Quantification of sofalcone in human plasma and urine by high performance liquid chromatography-mass spectrometry

Abstract

Sofalcone, isolated from the root of the Chinese medicinal plant Sophora subprostrata, is well known to be a mucosal protective agent for gastritis and peptic ulcer treatment. Although the LC-MS/MS and HPLC-DAD methods for assay of plasma concentration of sofalcone were reported before for the pharmacokinetic study, they were either too complicated or not sensitive enough for current pharmacokinetic study. In addition, no urinary assay method or pharmacokinetic information was available. Thus an improved high performance liquid chromatography-mass spectrometric method employing negative electrospray ionization was developed for the determination of sofalcone concentration in human plasma and urine sample.
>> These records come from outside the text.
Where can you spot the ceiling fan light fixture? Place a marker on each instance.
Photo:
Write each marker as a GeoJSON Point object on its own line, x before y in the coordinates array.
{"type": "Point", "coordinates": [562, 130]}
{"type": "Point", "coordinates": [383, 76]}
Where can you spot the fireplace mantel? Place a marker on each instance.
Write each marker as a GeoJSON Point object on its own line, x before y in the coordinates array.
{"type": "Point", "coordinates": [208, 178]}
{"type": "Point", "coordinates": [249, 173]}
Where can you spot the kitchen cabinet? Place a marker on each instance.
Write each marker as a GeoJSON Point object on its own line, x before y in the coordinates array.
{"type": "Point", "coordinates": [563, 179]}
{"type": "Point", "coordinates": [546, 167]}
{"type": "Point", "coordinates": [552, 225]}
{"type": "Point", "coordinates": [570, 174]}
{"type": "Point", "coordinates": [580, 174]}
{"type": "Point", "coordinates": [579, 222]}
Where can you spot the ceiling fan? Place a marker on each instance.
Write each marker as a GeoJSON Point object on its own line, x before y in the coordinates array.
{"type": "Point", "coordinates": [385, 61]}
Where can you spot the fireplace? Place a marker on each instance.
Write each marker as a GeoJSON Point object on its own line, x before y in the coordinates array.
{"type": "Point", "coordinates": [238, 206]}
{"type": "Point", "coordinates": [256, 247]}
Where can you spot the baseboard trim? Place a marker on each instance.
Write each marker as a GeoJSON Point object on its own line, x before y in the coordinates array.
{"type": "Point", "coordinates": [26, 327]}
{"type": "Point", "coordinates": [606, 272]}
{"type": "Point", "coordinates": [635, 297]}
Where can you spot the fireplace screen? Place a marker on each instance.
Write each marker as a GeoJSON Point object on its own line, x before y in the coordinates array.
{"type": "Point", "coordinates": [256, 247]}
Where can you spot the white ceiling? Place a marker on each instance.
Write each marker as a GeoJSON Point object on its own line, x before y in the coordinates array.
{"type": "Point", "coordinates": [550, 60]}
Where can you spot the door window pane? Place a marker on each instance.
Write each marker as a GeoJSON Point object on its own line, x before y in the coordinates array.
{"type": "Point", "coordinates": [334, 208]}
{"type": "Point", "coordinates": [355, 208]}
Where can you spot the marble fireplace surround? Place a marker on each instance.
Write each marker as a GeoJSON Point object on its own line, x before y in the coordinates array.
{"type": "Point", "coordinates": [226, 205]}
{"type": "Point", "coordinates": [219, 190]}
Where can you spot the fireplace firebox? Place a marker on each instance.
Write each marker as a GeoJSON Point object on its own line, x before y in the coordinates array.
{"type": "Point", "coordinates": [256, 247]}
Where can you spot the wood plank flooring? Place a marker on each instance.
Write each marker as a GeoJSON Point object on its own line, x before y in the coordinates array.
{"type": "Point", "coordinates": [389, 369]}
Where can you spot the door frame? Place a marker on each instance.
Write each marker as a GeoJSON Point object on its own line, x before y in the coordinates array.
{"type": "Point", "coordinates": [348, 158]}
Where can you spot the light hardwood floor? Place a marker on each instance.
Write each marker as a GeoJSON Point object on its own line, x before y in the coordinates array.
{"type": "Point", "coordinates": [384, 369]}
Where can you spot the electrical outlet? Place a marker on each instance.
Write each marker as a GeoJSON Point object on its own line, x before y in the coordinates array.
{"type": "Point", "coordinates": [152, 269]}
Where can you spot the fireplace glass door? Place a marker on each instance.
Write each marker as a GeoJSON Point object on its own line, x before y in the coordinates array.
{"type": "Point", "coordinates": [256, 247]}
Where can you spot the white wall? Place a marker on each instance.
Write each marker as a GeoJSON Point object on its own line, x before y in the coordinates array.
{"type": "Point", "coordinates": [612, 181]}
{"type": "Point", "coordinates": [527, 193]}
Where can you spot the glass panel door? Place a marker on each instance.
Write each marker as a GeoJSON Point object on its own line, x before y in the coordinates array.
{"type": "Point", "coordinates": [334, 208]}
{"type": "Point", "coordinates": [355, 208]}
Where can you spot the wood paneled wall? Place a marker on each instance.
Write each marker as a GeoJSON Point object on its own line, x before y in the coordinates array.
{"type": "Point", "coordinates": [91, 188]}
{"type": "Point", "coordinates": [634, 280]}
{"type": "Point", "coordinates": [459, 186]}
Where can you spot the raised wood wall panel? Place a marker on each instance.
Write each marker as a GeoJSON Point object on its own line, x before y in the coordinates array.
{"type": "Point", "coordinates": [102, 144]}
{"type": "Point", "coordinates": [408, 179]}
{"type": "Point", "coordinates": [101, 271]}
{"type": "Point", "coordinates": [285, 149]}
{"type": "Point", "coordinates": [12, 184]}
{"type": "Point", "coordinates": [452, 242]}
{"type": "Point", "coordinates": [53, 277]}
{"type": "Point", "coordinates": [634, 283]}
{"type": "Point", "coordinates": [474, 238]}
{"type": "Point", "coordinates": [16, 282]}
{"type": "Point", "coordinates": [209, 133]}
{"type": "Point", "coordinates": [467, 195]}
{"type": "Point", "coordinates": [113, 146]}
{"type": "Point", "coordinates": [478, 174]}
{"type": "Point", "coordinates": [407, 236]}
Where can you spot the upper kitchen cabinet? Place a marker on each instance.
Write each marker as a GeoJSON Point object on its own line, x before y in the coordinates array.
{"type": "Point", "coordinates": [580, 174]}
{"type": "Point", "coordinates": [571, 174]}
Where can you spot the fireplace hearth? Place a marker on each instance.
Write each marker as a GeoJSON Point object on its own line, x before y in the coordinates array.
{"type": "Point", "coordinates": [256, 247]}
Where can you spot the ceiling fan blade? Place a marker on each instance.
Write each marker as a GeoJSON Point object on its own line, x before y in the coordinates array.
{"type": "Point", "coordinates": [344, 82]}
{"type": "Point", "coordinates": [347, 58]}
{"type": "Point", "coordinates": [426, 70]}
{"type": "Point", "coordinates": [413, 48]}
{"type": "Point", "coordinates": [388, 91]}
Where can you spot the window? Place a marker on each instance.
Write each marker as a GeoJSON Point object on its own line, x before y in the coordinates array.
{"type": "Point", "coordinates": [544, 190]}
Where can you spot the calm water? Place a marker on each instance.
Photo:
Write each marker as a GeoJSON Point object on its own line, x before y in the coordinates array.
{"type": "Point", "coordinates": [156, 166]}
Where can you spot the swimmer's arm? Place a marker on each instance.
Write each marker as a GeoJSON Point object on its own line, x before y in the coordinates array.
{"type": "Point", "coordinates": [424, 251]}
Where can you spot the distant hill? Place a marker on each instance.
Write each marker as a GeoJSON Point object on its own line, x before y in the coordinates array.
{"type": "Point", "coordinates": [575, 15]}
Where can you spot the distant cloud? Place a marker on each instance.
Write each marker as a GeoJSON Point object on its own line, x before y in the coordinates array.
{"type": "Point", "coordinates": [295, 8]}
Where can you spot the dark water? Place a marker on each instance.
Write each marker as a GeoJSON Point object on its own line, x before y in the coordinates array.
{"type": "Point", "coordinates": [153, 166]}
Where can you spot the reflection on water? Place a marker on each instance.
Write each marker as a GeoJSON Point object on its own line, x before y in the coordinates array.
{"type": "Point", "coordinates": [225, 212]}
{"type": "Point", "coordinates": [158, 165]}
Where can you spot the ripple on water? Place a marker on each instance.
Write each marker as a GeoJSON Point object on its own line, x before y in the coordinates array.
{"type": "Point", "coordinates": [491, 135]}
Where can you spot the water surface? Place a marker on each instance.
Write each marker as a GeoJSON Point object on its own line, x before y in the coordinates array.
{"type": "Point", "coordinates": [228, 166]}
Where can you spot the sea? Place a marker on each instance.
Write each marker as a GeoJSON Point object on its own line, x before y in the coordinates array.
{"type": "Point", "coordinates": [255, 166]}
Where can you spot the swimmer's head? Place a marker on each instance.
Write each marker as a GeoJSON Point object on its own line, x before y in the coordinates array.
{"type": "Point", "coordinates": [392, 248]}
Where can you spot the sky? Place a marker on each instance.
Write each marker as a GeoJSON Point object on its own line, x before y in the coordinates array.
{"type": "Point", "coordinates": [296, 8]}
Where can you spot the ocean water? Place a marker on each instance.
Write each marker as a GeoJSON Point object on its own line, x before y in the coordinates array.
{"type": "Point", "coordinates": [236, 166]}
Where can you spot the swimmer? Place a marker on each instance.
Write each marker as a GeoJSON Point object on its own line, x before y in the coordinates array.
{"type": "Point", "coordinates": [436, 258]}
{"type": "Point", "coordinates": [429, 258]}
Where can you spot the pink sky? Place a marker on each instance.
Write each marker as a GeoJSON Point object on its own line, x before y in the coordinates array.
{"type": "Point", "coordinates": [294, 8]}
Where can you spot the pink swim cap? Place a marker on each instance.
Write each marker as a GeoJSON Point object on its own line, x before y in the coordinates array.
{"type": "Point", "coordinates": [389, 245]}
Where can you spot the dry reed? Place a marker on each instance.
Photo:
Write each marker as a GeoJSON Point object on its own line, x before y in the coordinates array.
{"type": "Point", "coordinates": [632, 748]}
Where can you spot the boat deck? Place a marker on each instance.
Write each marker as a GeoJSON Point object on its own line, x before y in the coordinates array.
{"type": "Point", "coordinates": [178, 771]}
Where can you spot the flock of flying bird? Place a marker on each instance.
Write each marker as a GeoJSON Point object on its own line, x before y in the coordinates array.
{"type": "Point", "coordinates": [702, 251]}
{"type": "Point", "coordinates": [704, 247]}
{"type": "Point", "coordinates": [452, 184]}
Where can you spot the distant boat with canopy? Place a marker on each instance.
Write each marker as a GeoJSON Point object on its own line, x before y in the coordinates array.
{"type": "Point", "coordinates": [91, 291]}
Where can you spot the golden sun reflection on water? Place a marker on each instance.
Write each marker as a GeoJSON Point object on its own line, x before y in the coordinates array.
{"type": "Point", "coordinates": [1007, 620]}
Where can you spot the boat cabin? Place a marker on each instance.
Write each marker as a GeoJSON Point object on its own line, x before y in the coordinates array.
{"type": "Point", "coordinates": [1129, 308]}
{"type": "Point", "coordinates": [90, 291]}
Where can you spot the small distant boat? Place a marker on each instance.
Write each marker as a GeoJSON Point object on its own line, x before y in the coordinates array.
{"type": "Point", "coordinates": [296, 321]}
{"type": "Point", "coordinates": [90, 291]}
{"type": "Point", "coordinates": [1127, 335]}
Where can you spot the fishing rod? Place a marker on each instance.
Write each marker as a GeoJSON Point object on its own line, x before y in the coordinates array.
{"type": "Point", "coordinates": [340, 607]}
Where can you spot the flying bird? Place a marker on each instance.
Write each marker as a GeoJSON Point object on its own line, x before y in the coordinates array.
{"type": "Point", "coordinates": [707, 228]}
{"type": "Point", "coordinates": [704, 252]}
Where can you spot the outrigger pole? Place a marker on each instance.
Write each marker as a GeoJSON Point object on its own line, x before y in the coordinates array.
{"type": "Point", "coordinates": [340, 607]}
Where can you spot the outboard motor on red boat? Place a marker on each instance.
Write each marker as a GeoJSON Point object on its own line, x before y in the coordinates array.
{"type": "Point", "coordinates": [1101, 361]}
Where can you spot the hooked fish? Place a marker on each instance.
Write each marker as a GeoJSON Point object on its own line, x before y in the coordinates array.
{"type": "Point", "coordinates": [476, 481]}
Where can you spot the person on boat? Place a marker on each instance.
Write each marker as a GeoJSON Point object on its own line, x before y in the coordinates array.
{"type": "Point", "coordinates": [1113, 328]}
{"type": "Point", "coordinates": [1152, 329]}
A liquid-liquid extraction method was utilized to extract sofalcone together with the indometacin (internal standards) from 0.5ml of human plasma or urine samples. Multiple reaction monitoring was used for quantification by monitoring the transition of m/z from 449.5 to 313.1 for sofalcone and 356.9 to 313.0 for IS. The validation of the method regarding to specificity, sensitivity, linearity, reproducibility, accuracy and stability was evaluated. The lower limit of quantification (LLOQ) of the developed assay method for sofalcone was 0.5ng/ml and the linear calibration curve was acquired with R(2)>0.99 between 0.5 and 500ng/ml for both plasma and urine samples. The intra- and inter-day variations of the current assay were evaluated with the relative standard deviation (RSD) within 13.77% at low concentration of quality control samples (QCs) and 8.71% for other QCs, whereas the mean accuracy ranged from 96.21 to 107.33%. The samples were found to be stable under the storage conditions at least for a month and other experimental conditions. This validated method was then utilized to test sofalcone concentration in clinical samples. Based on these data, the pharmacokinetic behavior of sofalcone in plasma as well as urine was described. As a conclusion, the present method proved to be a rapid and sensitive analytical tool for sofalcone in human plasma or urine samples and has been successfully applied to a clinical pharmacokinetic study of in healthy Chinese subjects.